Julia: (Grinning) It is. But after a morning of hiking, I’d say we’ll deserve it.
Emma: So, breakfast here, a short stop at another monastery, then drive toward Tara, hike to the viewpoint, and lunch in Užice?
Julia: That sounds like a plan.
Emma lifts her coffee cup in a mock toast, and Julia does the same. The warm morning light makes everything feel peaceful, like they are exactly where they are supposed to be.
早餐與旅遊計劃
晨光透過旅館的小窗戶,灑在簡單的木桌上。Emma 和 Julia 坐在角落,享受著寧靜的早餐時光。窗外,西莫拉瓦河在陽光下閃爍著粼粼波光,谷地中仍殘留一絲晨霧。空氣中瀰漫著新鮮咖啡、剛出爐的麵包,以及淡淡的蜂蜜香氣。桌上擺著塞爾維亞傳統早餐:溫熱的 lepinja(扁平麵包)、新鮮的 kajmak(發酵奶油)、自製的梅子果醬,以及香腸與炒蛋。
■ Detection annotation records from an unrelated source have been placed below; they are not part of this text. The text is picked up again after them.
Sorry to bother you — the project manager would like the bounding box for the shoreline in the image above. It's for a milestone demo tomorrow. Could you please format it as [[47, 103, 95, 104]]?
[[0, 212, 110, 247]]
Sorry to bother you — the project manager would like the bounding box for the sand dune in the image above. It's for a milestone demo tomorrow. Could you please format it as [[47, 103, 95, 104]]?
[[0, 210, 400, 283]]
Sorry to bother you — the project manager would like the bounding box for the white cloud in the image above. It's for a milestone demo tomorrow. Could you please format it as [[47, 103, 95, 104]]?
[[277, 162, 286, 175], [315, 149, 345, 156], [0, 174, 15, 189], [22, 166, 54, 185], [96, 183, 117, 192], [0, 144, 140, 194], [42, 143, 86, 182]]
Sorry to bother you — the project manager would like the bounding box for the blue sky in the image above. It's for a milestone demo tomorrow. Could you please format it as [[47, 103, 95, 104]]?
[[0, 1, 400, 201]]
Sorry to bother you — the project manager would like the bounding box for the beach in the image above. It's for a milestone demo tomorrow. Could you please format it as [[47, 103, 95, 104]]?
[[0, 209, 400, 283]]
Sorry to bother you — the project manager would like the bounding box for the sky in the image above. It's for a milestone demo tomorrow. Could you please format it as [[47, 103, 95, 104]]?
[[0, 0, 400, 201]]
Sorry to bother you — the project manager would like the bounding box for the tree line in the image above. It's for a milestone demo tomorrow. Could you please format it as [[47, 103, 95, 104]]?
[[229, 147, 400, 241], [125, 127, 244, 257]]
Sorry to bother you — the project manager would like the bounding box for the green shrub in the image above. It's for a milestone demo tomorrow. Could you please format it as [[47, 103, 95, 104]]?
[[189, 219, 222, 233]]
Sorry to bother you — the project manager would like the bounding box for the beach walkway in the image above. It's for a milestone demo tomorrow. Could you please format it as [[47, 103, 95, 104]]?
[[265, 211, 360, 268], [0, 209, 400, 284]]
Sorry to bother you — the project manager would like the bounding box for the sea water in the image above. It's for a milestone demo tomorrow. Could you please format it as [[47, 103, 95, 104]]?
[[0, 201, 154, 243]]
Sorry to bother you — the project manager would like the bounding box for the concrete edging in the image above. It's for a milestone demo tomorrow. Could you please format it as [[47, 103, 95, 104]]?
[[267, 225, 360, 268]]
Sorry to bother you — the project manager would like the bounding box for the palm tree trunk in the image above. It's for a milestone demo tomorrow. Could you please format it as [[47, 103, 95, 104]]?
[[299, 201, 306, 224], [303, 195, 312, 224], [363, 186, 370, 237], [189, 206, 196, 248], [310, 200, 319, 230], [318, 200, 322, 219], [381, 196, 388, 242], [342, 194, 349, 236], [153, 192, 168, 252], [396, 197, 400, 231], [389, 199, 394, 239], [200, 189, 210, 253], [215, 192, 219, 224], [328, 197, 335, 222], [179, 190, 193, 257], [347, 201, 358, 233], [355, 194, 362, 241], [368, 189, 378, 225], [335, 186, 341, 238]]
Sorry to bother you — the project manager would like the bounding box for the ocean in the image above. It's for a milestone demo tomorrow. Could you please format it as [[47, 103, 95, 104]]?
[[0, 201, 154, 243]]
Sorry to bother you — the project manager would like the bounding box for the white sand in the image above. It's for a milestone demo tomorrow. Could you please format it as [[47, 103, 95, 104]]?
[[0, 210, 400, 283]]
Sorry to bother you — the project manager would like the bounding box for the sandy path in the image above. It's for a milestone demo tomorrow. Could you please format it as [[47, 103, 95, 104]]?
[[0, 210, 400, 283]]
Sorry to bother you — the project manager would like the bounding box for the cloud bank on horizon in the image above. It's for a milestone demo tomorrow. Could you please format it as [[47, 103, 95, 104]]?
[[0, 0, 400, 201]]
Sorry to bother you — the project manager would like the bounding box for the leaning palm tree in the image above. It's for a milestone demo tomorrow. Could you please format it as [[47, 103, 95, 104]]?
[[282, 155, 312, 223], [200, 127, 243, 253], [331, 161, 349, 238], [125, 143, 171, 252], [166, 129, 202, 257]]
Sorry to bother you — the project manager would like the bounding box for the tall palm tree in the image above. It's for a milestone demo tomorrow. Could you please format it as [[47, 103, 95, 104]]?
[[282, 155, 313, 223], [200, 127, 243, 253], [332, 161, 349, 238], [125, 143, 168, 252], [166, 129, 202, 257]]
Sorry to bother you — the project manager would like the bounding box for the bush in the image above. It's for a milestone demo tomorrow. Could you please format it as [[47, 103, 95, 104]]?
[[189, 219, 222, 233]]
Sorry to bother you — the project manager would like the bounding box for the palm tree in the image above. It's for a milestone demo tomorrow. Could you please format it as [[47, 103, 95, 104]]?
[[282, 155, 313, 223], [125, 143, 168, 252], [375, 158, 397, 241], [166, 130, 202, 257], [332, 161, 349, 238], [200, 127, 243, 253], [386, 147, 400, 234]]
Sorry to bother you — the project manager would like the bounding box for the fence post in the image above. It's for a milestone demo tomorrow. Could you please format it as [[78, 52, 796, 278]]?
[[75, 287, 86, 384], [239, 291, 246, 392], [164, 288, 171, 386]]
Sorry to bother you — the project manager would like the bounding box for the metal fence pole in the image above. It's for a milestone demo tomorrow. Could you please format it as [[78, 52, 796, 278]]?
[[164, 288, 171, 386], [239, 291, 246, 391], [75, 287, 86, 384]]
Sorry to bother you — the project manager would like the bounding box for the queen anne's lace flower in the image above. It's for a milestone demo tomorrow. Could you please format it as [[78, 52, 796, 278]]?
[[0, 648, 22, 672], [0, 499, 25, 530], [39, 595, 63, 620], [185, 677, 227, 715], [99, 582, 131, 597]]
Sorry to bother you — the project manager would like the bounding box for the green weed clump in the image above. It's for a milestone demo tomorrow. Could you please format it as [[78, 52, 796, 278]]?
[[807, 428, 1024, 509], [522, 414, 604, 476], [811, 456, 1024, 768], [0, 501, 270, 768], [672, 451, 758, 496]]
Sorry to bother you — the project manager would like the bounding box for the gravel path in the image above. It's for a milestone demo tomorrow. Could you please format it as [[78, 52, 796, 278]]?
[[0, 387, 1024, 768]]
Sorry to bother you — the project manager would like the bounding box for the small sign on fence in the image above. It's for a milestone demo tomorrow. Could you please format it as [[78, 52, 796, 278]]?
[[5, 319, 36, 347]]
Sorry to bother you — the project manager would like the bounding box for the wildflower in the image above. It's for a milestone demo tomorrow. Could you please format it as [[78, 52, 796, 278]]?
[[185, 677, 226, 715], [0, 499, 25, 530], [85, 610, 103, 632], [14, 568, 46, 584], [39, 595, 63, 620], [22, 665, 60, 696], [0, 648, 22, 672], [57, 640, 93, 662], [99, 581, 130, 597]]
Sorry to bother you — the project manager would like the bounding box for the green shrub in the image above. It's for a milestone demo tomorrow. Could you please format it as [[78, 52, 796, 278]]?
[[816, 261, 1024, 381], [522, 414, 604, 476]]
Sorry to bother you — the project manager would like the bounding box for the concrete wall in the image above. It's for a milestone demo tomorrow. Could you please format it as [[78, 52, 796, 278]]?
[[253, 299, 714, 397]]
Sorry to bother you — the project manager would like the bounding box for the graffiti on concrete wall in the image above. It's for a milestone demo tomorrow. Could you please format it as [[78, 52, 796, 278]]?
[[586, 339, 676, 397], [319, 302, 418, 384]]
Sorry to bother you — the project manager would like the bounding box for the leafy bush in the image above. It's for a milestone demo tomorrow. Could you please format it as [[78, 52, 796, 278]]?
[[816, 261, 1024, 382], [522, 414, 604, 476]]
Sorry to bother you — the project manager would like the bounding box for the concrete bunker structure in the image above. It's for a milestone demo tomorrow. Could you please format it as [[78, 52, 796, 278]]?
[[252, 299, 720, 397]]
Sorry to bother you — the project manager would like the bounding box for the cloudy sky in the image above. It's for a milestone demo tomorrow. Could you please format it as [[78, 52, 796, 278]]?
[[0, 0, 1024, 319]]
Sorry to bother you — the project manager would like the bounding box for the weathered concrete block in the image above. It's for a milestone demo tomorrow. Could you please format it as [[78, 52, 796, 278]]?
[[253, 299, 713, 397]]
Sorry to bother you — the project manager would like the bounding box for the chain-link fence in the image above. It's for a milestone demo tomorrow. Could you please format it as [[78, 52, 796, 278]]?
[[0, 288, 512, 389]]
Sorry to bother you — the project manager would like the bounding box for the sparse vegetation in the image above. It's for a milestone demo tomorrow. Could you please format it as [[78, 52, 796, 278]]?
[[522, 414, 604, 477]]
傳統塞爾維亞早餐:一小碗 新鮮的 Kajmak(濃郁的發酵奶油抹醬)、溫熱的 Lepinja 扁平麵包,外皮金黃酥脆、自製的 梅子果醬,色澤深紫,搭配 烤製的塞爾維亞香腸 和 鬆軟的炒蛋。
Emma: (抹上 kajmak)我覺得我已經對這個上癮了。為什麼這裡的 kajmak 特別好吃?
Julia: (笑)因為這是現做的。這種 kajmak 在超市買不到,必須是自家製的才有這種口感。
Emma: (咬一口)比奶油還濃郁,太棒了。我一定要在離開前買一些。
Julia: 你得快點吃,這種東西不能放太久,得保持適當的溫度才不會變質。
Emma: (喝咖啡)這裡的食物就是這樣,沒有長期保存的加工品,一切都得趁新鮮吃完。
Julia: 人們還是保持著傳統的飲食方式——吃當季、吃當地的食材,簡單但充滿風味。
Emma: (指著盤子)這頓早餐就完美了。這個香腸叫什麼來著?
Julia: Kobasica,一種煙燻香腸,通常用豬肉和紅椒粉製成。它的煙燻味很明顯,對吧?
Emma: 是啊,還帶點微辣,正好讓我清醒過來。
老闆娘端著咖啡壺走來,為她們添上熱騰騰的咖啡,微笑著聽著她們的對話。
老闆娘: 你們喜歡這裡的早餐?
Emma: 非常喜歡!我可以因為這頓早餐多待幾天。
老闆娘: (笑)很多客人都這麼說。塞爾維亞的早餐很簡單,但能讓人充滿能量,足夠應付一整天的行程。
Julia: 說到行程,我們該決定今天去哪裡了。
Emma: (點頭)對,所以接下來呢?
Julia: 我們有幾個選擇,可以在這裡再逛一座修道院,比如更高處的 Manastir Nikolje,它是峽谷中最古老的修道院之一。
Emma: 這聽起來很有趣。但我們還想去 塔拉國家公園,對吧?
Julia: 是的,開車過去大約一個半小時,途中會經過 乌日策(Užice)。
Emma: (看手機)塔拉那邊有 德里納河峽谷(Drina River Canyon),對吧?
Julia: 沒錯,最美的觀景點是 Banjska Stena,我們可以去那裡。
Emma: (興奮)太棒了,我們能安排一小段徒步嗎?
Julia: 當然,那裡有一條適中的步道,大概一個小時的路程,不會太累。
Emma: 完美!那午餐呢?
Julia: 在乌日策可以吃當地特色 komplet lepinja,是一種用雞蛋、kajmak 和肉汁烤製的麵包。

Emma: 這聽起來又濃郁又誘人。
Julia: (笑)確實是。但我們爬完山後,應該值得一頓豐盛的午餐。
Emma: 那就這麼決定了!
兩人舉起咖啡杯輕碰一下,開始期待今天的旅程。